Mary's cousin Timothy travels from Yorkshire to play in the town band for a contest at the Crystal Palace. He is a very unsophisticated country boy, and he has a variety of humorous big city adventures. Timothy gets entangled in a crime by mistakenly picking up a bag. Inside the bag is the Ascot Gold Cup (the trophy for Britain's most prestigious long-distance horse race). The cup has just been stolen by the Hon. Hughie Pierrepoint.

- Act II
At the Franco-British Exhibition in White City, Timothy worries that the police will find him and accuse him of the crime. He disguises himself as a contestant in the Olympic marathon race. When he staggers into the stadium, he is mistakenly declared to be the winner. The Gold Cup is eventually recovered and returned to its owner, who is coincidentally Lord Eynsford. He is now so enchanted with Mary that he is eager for her to become his daughter-in-law, and all ends happily.

==Musical numbers==

- Act I - Garrod's Stores
- No. 1 - Chorus - "We'll be quick and do our shopping..."
- No. 2 - Eynsford - "There's a girl at the stores called Mary..."
- No. 3 - Bridesmaids - "We're the dear little ladies, selected..."
- No. 4 - Jeanne and Chorus of Girls - "Some people say success is won..."
- No. 5 - Betty - "Though I am not so unwilling..."
- No. 6 - Dudes - "A fashionable band of brothers are we..."
- No. 7 - Mary and Chorus of Dudes - "I'm a little Yorkshire lass..."
- No. 8 - Hughie and Chorus - "Though I'm a man of noble birth..."
- No. 9 - Mary and Timothy - "When the season's on the wane..."
- No. 10 - Mary and Hughie - "I will confess that as a man..."
- No. 11 - Concerted Number - "There's a City of palaces white..."
- No. 12 - Finale - Act I - "Saturday afternoon..."

- Act II - Court of Honour at the Franco-British Exhibition
- No. 13 - Chorus and Entrance of Irish Girls - "Palaces oriental..."
- No. 14 - Mary - "Oh, London is really a wonderful town..."
- No. 15 - Hughie, Toplady, Slithers, Amalfy, Eynsford and Timothy - "Though something has upset me..."
- No. 16 - Betty and Chorus - "I am sure your education is not complete..."
- No. 17 - Concerted Number - "Push the pram for baby..."
- No. 18 - Mary and Timothy - "I'd like to tell you all about the farm..."
- No. 19 - Chorus and Solo Dance - "Over the dome and steeple..."
- No. 20 - Mary (dressed as Pierrot) and Chorus of Girls - "Moon, moon, mischief making moon..."
- No. 21 - Hughie and Timothy - "If you'll come down to my place..."
- No. 22 - Finale - Act II - "When country cousins come up to town..."

== Australian production ==
J.C. Williamson Ltd. presented the first Australian production of Our Miss Gibbs, which opened at Her Majesty's Theatre, Sydney on 24 September 1910 and was directed by Gerard Coventry. The English actress Blanche Browne played Miss Gibbs, with Langford Kirby as the Hon. Hughie Pierrepoint, Fred Leslie as Slithers and Bertie Wright as Timothy Gibbs. The young actress, Vera Pearce, then aged fifteen, also appeared and won early acclaim in what was a formative role in her career. In April 1911 the production reached its 200th performance, marked by the issue of a souvenir programme, which the Sunday Times reported as "a new Australian long-run record". The production became a staple of the J.C. Williamson repertoire and was revived by the firm in 1915, 1916 and 1917. It was again revived in 1933 starring Madge Elliott and Cyril Ritchard.

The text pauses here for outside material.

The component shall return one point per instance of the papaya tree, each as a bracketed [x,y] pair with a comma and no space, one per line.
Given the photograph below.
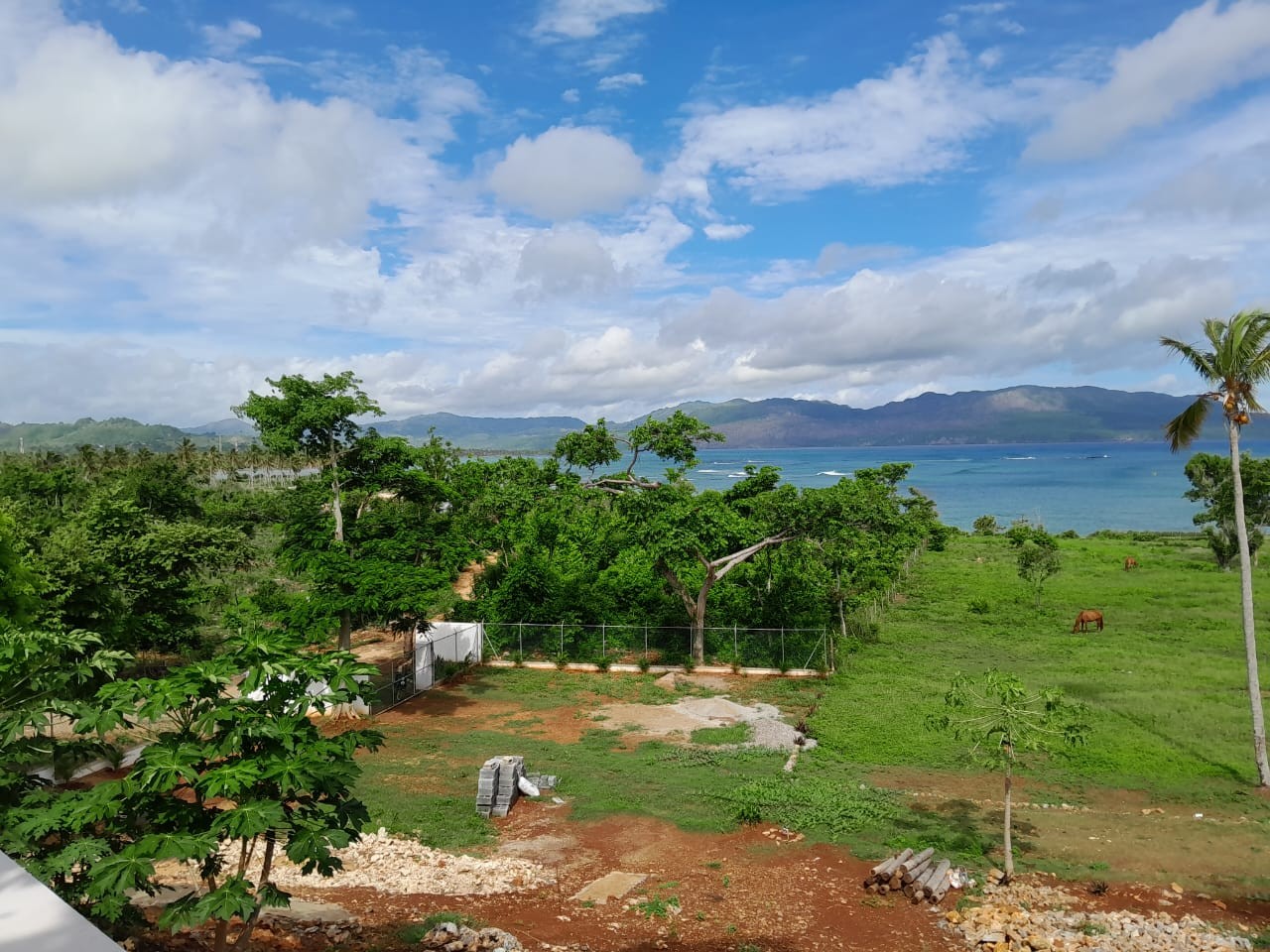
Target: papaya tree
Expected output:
[1002,722]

Reviewing the opening The Sydney Morning Herald called it "a typical Gaiety piece" and described the staging as "magnificently put on", with scenery by the J.C. Williamson firm's artists Little, Board and John "Jack" Gordon (son of scenic artist, George Gordon), who was responsible for a second-act table reproducing the Court of Honour at the Franco-British Exhibition (1908).